公开(公告)号：WO2009062123A2

公开(公告)日：2009-05-14

申请号：PCT/US2008082915

申请日：2008-11-07

Applicant: LAM RES CORP ,  KIM JISOO ,  CHIANG CONAN ,  SHINAGAWA JUN ,  SADJADI S M REZA

Inventor： KIM JISOO ,  CHIANG CONAN ,  SHINAGAWA JUN ,  SADJADI S M REZA

IPC: H01L21/027

CPC classification number: H01L21/31144 ,  H01L21/02126 ,  H01L21/02211 ,  H01L21/02274 ,  H01L21/0228 ,  H01L21/02337 ,  H01L21/0234 ,  H01L21/0337 ,  H01L21/0338 ,  H01L21/31612 ,  H01L21/31654 ,  H01L21/32139

Abstract: A method for etching an etch layer disposed over a substrate and below an antireflective coating (ARC) layer and a patterned organic mask with mask features is provided. The substrate is placed in a process chamber.
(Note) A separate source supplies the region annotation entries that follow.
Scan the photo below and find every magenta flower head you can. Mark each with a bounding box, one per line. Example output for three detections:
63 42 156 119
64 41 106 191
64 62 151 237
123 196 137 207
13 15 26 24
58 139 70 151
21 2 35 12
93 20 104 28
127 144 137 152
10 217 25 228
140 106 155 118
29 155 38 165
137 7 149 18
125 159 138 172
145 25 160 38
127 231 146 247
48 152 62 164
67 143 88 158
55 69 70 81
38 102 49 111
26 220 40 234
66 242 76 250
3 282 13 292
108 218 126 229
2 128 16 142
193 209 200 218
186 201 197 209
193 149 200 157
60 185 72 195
The ARC layer is opened. An oxide spacer deposition layer is formed. The oxide spacer deposition layer on the organic mask is partially removed, where at least the top portion of the oxide spacer deposition layer is removed. The organic mask and the ARC layer are removed by etching. The etch layer is etched through the sidewalls of the oxide spacer deposition layer. The substrate is removed from the process chamber.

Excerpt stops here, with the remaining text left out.